If `y=tan^(-1)[(x-sqrt(1-x^(2)))/(x+sqrt(1-x^(2)))]," then "(dy)/(dx)=`

To solve the problem, we need to differentiate the function given by: \[ y = \tan^{-1}\left(\frac{x - \sqrt{1 - x^2}}{x + \sqrt{1 - x^2}}\right) \] ### Step 1: Substitute \( x = \cos \theta \) We start by substituting \( x = \cos \theta \).
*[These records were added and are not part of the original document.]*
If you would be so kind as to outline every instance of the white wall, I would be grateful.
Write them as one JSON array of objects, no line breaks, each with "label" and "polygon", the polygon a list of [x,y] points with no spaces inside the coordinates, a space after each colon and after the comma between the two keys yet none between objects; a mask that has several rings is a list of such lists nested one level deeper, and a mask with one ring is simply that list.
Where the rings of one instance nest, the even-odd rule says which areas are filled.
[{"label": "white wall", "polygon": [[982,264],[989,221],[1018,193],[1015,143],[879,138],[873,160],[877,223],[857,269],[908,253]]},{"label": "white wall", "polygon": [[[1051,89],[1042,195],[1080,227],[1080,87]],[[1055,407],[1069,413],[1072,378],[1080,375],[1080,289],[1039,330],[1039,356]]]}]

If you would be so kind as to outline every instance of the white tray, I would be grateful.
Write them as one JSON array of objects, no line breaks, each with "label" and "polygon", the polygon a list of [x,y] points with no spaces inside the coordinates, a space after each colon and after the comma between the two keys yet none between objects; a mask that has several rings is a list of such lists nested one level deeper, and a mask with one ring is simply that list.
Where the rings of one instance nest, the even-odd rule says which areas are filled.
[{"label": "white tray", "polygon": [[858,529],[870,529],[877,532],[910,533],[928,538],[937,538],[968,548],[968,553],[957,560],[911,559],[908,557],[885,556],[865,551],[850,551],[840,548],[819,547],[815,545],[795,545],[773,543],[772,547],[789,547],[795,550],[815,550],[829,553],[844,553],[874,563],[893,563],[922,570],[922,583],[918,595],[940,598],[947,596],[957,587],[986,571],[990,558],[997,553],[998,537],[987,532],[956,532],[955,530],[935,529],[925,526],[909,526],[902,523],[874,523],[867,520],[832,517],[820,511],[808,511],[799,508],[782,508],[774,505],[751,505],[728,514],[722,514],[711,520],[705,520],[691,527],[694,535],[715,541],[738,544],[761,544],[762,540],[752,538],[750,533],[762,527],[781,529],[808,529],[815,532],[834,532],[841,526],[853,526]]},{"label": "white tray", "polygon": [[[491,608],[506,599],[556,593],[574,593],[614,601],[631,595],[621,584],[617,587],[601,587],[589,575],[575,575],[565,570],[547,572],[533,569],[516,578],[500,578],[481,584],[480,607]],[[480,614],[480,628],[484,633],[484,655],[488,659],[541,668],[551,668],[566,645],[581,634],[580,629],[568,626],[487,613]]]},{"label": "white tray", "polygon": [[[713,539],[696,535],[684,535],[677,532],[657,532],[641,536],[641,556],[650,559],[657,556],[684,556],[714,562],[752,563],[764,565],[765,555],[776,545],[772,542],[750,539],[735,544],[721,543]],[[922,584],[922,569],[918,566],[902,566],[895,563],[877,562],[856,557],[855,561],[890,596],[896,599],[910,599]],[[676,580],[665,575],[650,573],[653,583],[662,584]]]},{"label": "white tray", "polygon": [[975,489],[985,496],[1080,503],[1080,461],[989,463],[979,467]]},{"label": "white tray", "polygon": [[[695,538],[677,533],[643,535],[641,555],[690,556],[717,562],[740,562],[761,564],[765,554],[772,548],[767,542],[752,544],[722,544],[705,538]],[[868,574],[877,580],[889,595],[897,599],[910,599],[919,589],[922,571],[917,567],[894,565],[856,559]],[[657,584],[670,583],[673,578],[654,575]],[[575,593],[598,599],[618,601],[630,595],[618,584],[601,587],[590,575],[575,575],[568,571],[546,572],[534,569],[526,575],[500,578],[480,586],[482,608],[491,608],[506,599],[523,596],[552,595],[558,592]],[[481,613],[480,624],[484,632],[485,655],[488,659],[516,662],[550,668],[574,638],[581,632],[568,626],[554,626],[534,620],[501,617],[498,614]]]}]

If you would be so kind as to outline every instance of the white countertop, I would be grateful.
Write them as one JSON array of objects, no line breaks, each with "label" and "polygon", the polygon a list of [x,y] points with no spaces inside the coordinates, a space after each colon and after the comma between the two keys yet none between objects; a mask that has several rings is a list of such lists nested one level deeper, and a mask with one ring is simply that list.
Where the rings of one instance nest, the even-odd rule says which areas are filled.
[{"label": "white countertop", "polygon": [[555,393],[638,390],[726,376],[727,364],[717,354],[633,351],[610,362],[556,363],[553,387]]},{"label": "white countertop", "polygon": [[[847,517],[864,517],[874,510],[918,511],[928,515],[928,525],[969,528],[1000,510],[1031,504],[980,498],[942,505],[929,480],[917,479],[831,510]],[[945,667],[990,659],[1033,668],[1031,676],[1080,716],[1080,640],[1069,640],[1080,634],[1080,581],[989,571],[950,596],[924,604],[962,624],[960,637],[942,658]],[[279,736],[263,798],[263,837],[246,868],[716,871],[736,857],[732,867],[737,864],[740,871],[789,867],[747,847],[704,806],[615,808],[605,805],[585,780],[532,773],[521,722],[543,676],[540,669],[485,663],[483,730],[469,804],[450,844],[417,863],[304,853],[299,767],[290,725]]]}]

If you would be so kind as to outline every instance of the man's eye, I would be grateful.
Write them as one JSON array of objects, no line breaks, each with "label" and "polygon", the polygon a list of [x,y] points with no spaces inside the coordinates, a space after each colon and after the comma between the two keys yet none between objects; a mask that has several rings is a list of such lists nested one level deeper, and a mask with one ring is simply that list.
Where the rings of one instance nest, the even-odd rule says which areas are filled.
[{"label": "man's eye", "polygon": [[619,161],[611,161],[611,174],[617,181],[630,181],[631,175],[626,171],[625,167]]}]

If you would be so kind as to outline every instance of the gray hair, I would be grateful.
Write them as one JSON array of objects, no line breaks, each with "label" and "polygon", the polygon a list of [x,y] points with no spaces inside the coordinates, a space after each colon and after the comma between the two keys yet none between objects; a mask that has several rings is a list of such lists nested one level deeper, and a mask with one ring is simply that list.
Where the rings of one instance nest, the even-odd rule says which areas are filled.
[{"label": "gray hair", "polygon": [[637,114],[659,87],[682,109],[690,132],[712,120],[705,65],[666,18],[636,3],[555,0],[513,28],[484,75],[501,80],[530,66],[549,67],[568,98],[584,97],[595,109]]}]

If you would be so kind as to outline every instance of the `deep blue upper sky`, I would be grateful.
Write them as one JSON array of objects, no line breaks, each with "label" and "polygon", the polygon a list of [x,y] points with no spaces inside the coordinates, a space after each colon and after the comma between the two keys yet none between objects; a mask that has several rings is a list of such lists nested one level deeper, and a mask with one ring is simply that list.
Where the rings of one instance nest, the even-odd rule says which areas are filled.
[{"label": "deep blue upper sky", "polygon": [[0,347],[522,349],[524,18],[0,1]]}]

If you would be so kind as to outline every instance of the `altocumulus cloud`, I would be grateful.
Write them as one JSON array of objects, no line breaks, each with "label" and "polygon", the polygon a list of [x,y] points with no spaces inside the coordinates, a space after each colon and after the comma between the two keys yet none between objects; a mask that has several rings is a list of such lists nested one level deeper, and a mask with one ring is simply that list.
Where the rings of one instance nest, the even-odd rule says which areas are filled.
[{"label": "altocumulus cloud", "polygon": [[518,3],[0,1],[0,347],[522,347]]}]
This gives us: \[ y = \tan^{-1}\left(\frac{\cos \theta - \sqrt{1 - \cos^2 \theta}}{\cos \theta + \sqrt{1 - \cos^2 \theta}}\right) \] Since \( \sqrt{1 - \cos^2 \theta} = \sin \theta \), we can simplify the expression: \[ y = \tan^{-1}\left(\frac{\cos \theta - \sin \theta}{\cos \theta + \sin \theta}\right) \] ### Step 2: Simplify the expression Now, we can rewrite the expression for \( y \): \[ y = \tan^{-1}\left(\frac{1 - \tan \theta}{1 + \tan \theta}\right) \] This can be recognized as the tangent subtraction formula: \[ y = \tan^{-1}\left(\tan\left(\frac{\pi}{4} - \theta\right)\right) \] ### Step 3: Use the inverse tangent property Using the property of the inverse tangent function, we have: \[ y = \frac{\pi}{4} - \theta \] ### Step 4: Relate \( \theta \) back to \( x \) Since we set \( x = \cos \theta \), we can express \( \theta \) in terms of \( x \): \[ \theta = \cos^{-1}(x) \] Thus, we can write: \[ y = \frac{\pi}{4} - \cos^{-1}(x) \] ### Step 5: Differentiate with respect to \( x \) Now we differentiate both sides with respect to \( x \): \[ \frac{dy}{dx} = 0 - \frac{d}{dx}(\cos^{-1}(x)) \] Using the derivative of \( \cos^{-1}(x) \): \[ \frac{d}{dx}(\cos^{-1}(x)) = -\frac{1}{\sqrt{1 - x^2}} \] So we have: \[ \frac{dy}{dx} = \frac{1}{\sqrt{1 - x^2}} \] ### Final Result Thus, the derivative \( \frac{dy}{dx} \) is: \[ \frac{dy}{dx} = \frac{1}{\sqrt{1 - x^2}} \] ---